Bob O'Leary

Personal information
- Full name: Robert O'Leary
- Date of birth: January 3, 1951
- Place of birth: St. Louis, Missouri, United States
- Date of death: December 30, 1993 (aged 42)
- Place of death: Orange County, California, United States
- Position: Midfielder

Youth career
- 1970–1971: Florissant Valley Community College
- 1972–1973: St. Louis University

Senior career*
- Years: Team / Apps / (Gls)
- 1974–1977: St. Louis Stars / 67 / (3)
- 1978–1979: California Surf / 25 / (0)
- 1979–1980: New York Arrows (indoor) / 1 / (0)
- 1980–1981: St. Louis Steamers (indoor) / 0 / (0)

International career
- 1973: United States / 1 / (0)

Managerial career
- ?: UC Irvine Anteaters (assistant)
- 1987–1993: Pateadores Soccer Club

= Bob O'Leary =

American soccer player

Robert O'Leary (January 3, 1951 – December 30, 1993) was an American soccer player who earned one cap with the U.S. national team. He also spent six seasons in the North American Soccer League and two in the Major Indoor Soccer League.

==High school and college==
O'Leary attended De Andreis High School. He then attended Florissant Valley Community College where he was a 1970–1971 junior college All American.^{} He then transferred to St.

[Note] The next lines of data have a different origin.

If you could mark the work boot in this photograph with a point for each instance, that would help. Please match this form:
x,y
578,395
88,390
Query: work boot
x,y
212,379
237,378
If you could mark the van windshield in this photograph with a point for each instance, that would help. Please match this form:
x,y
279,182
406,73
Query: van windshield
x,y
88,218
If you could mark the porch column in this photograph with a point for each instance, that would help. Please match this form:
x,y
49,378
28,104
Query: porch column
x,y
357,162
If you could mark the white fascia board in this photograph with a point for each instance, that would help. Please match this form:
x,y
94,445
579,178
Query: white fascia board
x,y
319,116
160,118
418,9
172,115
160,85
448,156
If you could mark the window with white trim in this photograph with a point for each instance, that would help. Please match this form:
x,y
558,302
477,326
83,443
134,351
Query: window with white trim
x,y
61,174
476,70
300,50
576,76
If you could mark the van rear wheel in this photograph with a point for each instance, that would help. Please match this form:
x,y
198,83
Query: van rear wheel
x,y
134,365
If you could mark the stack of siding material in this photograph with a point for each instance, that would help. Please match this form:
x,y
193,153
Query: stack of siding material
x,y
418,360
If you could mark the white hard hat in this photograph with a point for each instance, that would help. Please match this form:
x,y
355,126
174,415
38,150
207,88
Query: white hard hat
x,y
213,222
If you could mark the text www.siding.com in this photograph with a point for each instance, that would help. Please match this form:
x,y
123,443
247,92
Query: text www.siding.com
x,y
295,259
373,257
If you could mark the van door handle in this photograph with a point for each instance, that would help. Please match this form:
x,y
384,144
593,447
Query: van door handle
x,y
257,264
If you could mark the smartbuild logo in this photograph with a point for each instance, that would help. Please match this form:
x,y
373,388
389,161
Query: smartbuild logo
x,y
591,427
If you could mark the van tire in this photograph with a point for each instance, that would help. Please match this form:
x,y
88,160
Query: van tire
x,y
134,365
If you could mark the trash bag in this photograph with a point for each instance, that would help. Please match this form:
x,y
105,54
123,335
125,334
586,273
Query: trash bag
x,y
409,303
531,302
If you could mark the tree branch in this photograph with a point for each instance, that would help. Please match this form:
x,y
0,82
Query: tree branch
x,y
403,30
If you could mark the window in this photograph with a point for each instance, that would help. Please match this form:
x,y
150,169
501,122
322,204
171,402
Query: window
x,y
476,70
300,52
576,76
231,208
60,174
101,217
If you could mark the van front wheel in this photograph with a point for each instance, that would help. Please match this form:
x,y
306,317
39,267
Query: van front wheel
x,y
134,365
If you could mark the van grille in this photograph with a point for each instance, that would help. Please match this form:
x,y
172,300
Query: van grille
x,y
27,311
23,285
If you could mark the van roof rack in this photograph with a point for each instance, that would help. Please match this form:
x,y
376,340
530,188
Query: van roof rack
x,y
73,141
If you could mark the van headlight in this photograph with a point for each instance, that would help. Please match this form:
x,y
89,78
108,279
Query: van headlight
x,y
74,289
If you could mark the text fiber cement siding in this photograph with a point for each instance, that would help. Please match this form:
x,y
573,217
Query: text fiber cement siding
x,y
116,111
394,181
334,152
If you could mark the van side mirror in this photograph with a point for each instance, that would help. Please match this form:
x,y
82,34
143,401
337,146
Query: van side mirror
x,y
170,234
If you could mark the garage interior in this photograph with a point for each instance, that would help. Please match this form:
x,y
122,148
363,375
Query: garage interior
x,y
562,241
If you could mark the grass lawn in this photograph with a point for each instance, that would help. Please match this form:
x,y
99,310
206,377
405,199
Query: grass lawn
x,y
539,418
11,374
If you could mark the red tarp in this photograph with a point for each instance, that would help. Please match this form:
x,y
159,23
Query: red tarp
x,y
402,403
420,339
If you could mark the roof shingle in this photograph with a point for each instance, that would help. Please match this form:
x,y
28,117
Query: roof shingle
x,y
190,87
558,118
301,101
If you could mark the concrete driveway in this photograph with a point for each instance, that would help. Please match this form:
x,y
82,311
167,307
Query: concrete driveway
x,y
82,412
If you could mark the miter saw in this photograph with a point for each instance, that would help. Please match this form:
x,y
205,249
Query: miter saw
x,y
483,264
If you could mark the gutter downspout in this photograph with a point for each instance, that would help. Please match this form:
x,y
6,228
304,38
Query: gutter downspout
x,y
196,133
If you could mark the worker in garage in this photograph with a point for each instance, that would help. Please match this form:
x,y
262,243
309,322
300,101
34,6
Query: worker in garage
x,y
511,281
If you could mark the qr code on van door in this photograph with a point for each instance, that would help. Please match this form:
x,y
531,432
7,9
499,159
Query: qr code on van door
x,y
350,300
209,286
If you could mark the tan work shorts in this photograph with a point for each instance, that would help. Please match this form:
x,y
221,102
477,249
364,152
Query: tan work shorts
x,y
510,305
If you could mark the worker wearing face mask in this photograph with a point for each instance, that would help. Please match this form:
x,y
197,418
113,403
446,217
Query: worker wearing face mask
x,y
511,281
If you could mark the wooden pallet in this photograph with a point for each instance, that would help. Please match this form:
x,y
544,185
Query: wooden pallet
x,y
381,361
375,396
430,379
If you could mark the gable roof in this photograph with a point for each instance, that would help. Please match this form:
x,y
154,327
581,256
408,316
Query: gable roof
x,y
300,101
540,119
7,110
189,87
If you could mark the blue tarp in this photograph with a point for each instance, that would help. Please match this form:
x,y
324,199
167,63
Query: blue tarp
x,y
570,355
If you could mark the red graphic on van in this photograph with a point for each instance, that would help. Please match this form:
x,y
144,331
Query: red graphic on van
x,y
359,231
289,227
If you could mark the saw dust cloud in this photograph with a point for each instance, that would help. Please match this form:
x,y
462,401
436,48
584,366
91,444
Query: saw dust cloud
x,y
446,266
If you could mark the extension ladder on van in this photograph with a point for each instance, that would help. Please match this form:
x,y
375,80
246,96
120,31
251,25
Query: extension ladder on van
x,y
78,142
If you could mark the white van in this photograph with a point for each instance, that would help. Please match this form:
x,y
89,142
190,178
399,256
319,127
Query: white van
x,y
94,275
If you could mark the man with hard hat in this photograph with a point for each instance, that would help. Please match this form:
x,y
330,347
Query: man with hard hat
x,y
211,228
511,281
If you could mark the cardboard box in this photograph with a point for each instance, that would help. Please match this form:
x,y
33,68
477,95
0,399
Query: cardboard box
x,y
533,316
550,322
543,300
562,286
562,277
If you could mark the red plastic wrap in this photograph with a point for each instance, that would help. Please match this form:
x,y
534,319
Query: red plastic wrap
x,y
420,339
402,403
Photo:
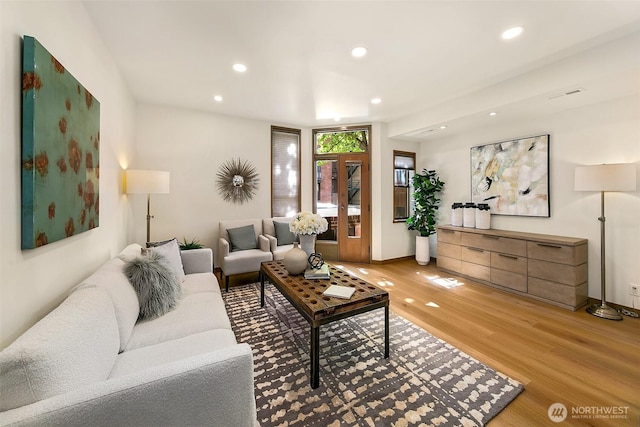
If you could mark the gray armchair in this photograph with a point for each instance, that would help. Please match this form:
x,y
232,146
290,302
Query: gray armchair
x,y
241,248
280,239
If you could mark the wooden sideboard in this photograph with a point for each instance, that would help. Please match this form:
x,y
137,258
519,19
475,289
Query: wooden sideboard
x,y
552,269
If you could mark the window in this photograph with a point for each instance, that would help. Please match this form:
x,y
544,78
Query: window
x,y
285,171
328,143
404,165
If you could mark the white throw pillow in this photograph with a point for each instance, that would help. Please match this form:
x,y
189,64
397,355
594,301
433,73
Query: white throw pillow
x,y
171,251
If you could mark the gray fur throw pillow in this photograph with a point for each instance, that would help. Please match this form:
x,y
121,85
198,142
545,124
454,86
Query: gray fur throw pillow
x,y
155,283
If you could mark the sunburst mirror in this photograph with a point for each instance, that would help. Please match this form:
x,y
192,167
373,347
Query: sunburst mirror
x,y
237,181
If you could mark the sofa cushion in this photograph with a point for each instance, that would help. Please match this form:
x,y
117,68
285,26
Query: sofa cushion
x,y
283,234
155,283
136,360
171,251
200,282
194,313
110,277
242,238
73,346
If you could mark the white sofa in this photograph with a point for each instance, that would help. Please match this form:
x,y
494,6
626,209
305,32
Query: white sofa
x,y
90,363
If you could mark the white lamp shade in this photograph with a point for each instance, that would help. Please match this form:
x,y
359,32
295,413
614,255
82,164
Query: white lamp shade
x,y
147,182
613,177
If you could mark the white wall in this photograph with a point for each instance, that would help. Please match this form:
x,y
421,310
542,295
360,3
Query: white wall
x,y
602,133
33,282
192,146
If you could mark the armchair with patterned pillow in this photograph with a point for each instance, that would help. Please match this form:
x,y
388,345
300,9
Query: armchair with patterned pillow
x,y
276,229
242,247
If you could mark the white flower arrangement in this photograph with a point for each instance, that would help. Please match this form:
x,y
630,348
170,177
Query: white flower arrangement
x,y
308,223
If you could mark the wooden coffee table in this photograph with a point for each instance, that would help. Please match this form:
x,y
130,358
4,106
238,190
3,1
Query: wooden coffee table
x,y
306,296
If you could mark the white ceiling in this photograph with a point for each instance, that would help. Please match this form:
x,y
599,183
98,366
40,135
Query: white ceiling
x,y
423,56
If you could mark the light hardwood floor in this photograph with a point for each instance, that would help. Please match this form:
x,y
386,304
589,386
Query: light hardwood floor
x,y
573,358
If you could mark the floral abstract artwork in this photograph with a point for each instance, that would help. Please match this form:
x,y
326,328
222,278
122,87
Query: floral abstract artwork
x,y
512,176
60,150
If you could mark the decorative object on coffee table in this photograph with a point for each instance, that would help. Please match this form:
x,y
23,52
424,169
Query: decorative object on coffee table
x,y
307,226
295,260
237,181
612,177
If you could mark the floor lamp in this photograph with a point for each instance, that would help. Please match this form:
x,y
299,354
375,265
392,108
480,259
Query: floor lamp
x,y
147,182
603,178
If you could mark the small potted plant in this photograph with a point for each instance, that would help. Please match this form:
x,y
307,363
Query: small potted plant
x,y
193,244
427,186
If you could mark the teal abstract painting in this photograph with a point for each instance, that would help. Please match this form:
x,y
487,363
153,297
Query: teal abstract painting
x,y
60,150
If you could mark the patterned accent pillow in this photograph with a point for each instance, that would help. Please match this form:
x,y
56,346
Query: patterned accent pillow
x,y
283,234
155,283
242,238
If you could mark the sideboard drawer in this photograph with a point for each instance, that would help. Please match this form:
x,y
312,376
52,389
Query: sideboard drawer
x,y
449,250
448,236
571,255
495,243
553,269
571,296
450,264
509,279
509,262
476,256
560,273
476,271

Louis University where he played on the men's soccer team. In 1972, the Billikens won the NCAA championship.

==National team==
O'Leary earned one cap with the U.S. national team in a 1–0 loss to Poland on August 3, 1973. He came on at halftime for Emmanuel Georges.

==Professional==
O'Leary signed with the St. Louis Stars in 1974. In 1978, the Stars moved to California where it was renamed the California Surf. He remained with the Surf until he retired in 1979. In the fall of 1979, he signed with the New York Arrows of Major Indoor Soccer League. He moved to the St. Louis Steamers for the 1980–1981 season, but played no first-team games. He retired at the end of the season.

==Coaching career==
O'Leary began his coaching career as an assistant coach at the University of California, Irvine. He was Head Coach and Director of the Pateadores Soccer Club (Mission Viejo, California) from its inception in 1987.